Previous biomechanical assessments of thoracic stiffness focused on the lower thoracic spine (T4–T12) [12]. Pedicle screws raise concern at the upper thoracic spine given the risk of iatrogenic neurologic injury and the smaller size of the thoracic pedicles. One biomechanical study compared load at failure between pedicle screws and transverse process screws in T1–T4 [13]. No published studies similar to ours are available for comparison with our findings. In vivo studies of thoracic spine motion (T1–T12) showed wide ranges, of 31.2°–75° in lateral bending [14] 41.8°–95.5° in axial rotation [15, 16] and 25.6°–71° in flexion–extension [17,18,19]. Although this wide variability might appear as an obstacle to the interpretation of biomechanical studies, the very small residual ROMs after instrumentation in our study indicate excellent stiffness of the construct.
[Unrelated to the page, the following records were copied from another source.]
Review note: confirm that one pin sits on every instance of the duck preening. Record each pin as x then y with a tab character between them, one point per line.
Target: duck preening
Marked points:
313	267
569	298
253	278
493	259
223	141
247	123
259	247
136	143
Our work is the first in vitro biomechanical study using the EOS system instead of optoelectronic or ultrasound systems to measure 3D intervertebral thoracic ROM [20]. EOS imaging was used to track the movements of the five steel beads impacted in each vertebra from C7 to T6. Unlike external optical markers, beads do not occupy space around the sample and are therefore easier to implant. The accuracy of biplanar radiography to determine vertebral motion was recently assessed on the lower cervical spine [21]. A 95% confidence interval of 0.02° was obtained on vertebral rotation. Moreover, optical markers can come into contact with each other or with the sample during large movements, whereas beads impacted within the vertebral body never contact each other. This study has limitations. First, this construct has potential use in children and adult’s spine deformities, but specimens from adults without scoliosis were used. Thus, caution is in order when extrapolating our findings to pediatric patients, since osseous–ligamentous complex in children is different from elderly adult spines. Second, we studied only six specimens. Many previously published studies also used similarly small sample sizes, due to the limited availability and high cost of human cadaver specimens. Third, all six instrumentations were performed by the same senior surgeon assisted by the same fellow. However, this methodology was chosen to limit inter-specimen variability. Fourth, no comparison was made between the proposed construct and other options for managing spinal deformity, such as a pedicle screws fixation. The use of thoracic hooks may be controversial since several in vitro biomechanical studies [22] demonstrated pedicle screws had greater pullout strength compared to pedicle and supra-laminar hooks. However, the use of thoracic hooks in this particular configuration of double claws has never been described before. Long-term clinical studies and finite element analyses are being conducted to further characterize the behavior of this new construct and to compare the thoracic double claw anchor to pedicle screws. The results reported here will assist in creating finite element models and in evaluating factors potentially responsible for hook or screw pullout.

Conclusion

The data reported in this work indicate that a construct involving double hook–claw anchoring at the proximal thoracic spine provides excellent stiffness of a bipolar instrumentation. Further investigations are planned to evaluate distal fixation stability and strain distribution along the rods.

Key points

  • A thoracic double claw–hook has been used for the thoracic anchoring of a novel fusionless rod construct designed to treat children and adult’s scoliosis.

  • This novel construct produced promising clinical outcomes but had not been subjected to a biomechanical assessment.

  • An in vitro biomechanical study using EOS biplanar radiography to measure 3D intervertebral thoracic ranges of motion showed a high degree of stiffness in flexion–extension, lateral bending, and axial rotation.

  • The marked stability of the thoracic construct may have contributed to the low mechanical complication rate in the previous clinical study.